Alternative performance measures and normalised presentation
The normalised presentation of the Group’s performance can be found in the interim condensed consolidated statement of comprehensive income and is explained further in note 2.3 of the financial statements.
Research and development (R&D) expenses
Normalised spend in research and development for the first half of 2023 has decreased by 5% from £34.7 million (H1 2022) to £33.0 million, primarily driven by a reduction in share-based payment expenses under the BenevolentAI Equity Incentive Scheme (“BEIS”).
Normalised spend in research and development, excluding share-based payments, for the first half of 2023 has increased 5% from £30.0 million (H1 2022) to £31.5 million, driven by the BenevolentAI pipeline advancing into later stages of development, in particular BEN-8744 and its preparation for the Phase I trial in H2 2023, combined with an increase in staff related costs supporting the continued innovation of the Benevolent Platform™.
The Group also has costs relating to BEN-2293 which, as communicated in May 2023, will not be subject to further investment following the Phase IIa trial results.
Reported spend in research and development increased by 7% from £34.7 million (H2 2022) to £37.0 million due to £4.1 million of restructuring programme expenses not present in the first half of 2022, largely offset by a reduction in share-based payment expenses from H1 2022.

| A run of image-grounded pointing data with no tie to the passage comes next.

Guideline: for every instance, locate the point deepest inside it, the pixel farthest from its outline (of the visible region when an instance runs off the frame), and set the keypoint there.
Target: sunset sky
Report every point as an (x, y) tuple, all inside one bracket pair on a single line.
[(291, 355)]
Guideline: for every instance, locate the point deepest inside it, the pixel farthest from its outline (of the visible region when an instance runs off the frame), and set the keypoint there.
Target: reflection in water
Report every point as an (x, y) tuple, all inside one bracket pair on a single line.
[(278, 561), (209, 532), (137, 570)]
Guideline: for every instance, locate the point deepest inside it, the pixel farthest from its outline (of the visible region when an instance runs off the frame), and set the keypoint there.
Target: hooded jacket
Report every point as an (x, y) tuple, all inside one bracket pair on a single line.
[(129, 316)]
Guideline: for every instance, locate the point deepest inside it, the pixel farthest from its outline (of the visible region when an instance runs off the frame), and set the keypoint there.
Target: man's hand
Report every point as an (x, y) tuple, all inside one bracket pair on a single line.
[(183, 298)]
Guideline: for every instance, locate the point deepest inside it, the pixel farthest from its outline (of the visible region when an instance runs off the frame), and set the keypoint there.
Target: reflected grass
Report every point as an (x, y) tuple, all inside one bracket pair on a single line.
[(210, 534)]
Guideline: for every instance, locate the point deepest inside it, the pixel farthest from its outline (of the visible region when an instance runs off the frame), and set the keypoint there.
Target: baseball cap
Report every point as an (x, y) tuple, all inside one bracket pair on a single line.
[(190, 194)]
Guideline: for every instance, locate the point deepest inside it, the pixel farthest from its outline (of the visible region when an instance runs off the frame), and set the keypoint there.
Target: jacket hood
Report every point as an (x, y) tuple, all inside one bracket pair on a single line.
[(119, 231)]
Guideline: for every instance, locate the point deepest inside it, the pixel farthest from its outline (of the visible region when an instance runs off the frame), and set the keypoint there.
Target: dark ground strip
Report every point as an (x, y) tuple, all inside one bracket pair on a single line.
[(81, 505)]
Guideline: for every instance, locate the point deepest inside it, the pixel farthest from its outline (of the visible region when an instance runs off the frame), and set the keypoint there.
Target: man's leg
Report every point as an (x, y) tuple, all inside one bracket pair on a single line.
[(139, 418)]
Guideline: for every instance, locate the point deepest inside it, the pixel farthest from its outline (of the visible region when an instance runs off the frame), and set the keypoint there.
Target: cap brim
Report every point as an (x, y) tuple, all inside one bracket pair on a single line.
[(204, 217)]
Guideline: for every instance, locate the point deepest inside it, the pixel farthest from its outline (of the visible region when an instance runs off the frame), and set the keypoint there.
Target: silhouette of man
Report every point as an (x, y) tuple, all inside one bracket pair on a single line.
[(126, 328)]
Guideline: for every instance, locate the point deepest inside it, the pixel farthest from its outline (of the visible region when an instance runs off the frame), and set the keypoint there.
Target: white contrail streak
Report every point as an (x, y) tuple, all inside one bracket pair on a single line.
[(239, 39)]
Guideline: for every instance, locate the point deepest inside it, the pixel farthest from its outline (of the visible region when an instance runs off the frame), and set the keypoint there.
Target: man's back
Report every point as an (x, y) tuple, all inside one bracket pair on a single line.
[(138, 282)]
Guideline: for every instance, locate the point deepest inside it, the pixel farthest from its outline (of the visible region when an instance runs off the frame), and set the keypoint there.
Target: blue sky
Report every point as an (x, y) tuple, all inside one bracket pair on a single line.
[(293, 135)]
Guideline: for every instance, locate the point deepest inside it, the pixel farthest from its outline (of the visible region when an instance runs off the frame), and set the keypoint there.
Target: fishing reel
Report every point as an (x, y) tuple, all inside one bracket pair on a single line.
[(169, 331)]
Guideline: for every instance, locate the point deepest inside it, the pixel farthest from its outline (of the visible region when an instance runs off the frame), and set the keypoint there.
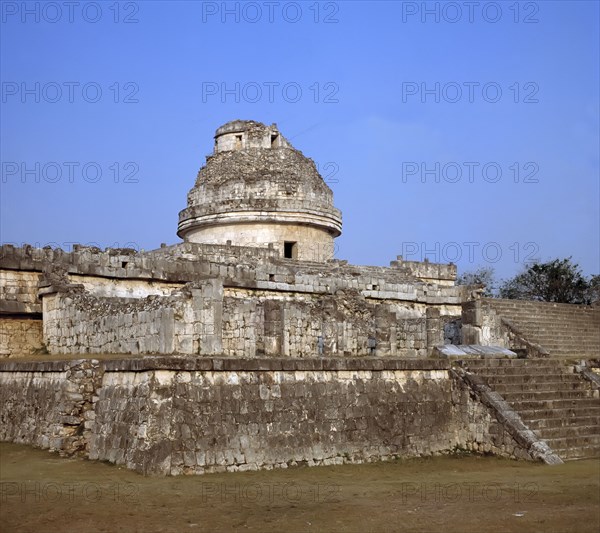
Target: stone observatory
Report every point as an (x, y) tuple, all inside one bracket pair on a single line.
[(257, 190), (248, 346)]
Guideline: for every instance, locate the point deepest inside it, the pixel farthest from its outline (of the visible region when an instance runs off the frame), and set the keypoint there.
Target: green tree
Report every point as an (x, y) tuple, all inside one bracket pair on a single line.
[(483, 276), (558, 280), (593, 293)]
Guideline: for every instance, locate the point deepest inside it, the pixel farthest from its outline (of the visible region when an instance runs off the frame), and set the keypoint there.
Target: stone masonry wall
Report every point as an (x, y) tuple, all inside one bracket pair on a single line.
[(18, 292), (194, 415), (46, 404), (20, 335)]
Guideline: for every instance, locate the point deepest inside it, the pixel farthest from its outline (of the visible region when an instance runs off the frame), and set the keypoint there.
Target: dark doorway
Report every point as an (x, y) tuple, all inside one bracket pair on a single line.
[(290, 250)]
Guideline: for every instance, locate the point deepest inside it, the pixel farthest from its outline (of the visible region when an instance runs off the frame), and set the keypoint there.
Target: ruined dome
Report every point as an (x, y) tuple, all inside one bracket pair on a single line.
[(257, 190)]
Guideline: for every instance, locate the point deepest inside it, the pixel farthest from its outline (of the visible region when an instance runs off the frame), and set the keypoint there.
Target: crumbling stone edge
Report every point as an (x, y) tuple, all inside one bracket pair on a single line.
[(510, 419), (584, 368)]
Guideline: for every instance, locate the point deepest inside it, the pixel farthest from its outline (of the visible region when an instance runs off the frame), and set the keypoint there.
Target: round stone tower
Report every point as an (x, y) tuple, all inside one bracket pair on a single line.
[(257, 190)]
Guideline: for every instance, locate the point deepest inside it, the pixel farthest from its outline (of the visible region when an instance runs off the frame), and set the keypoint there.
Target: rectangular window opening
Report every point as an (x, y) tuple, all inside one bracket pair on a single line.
[(290, 250)]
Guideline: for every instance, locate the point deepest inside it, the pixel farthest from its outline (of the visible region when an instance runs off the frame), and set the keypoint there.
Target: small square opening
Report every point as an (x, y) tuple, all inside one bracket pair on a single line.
[(290, 250)]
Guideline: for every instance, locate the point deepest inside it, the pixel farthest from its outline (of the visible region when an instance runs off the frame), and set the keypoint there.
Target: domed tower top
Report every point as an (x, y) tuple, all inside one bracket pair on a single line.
[(257, 190), (243, 134)]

General and administrative costs
Normalised business operations spend for the first half of 2023 has significantly reduced by 40% from £21.7 million (H1 2022) to £13.0 million, primarily driven by a reduction in share-based payment expenses under the BEIS.
Normalised business operations spend, excluding share-based payments, has significantly increased by 82% from £6.5 million (H1 2022) to £11.9 million, primarily driven by fluctuations in exchange rates leading to significant unrealised gains in the first half of 2022 not replicated in the current period.
Removing the impact of unrealised foreign exchange gains/losses, the spend for the first half of 2023 increased by 19% from £9.7 million (H1 2022) to £11.5 million, reflecting a full six months of additional costs from being in a listed environment, as compared to the two months of listing status in H1 2022.
Reported administrative spend for the first half of 2023 has significantly decreased by 89% from £123.6 million (H1 2022) to £14.2 million, with £1.2 million in expected restructuring programme expenses more than offset by £101.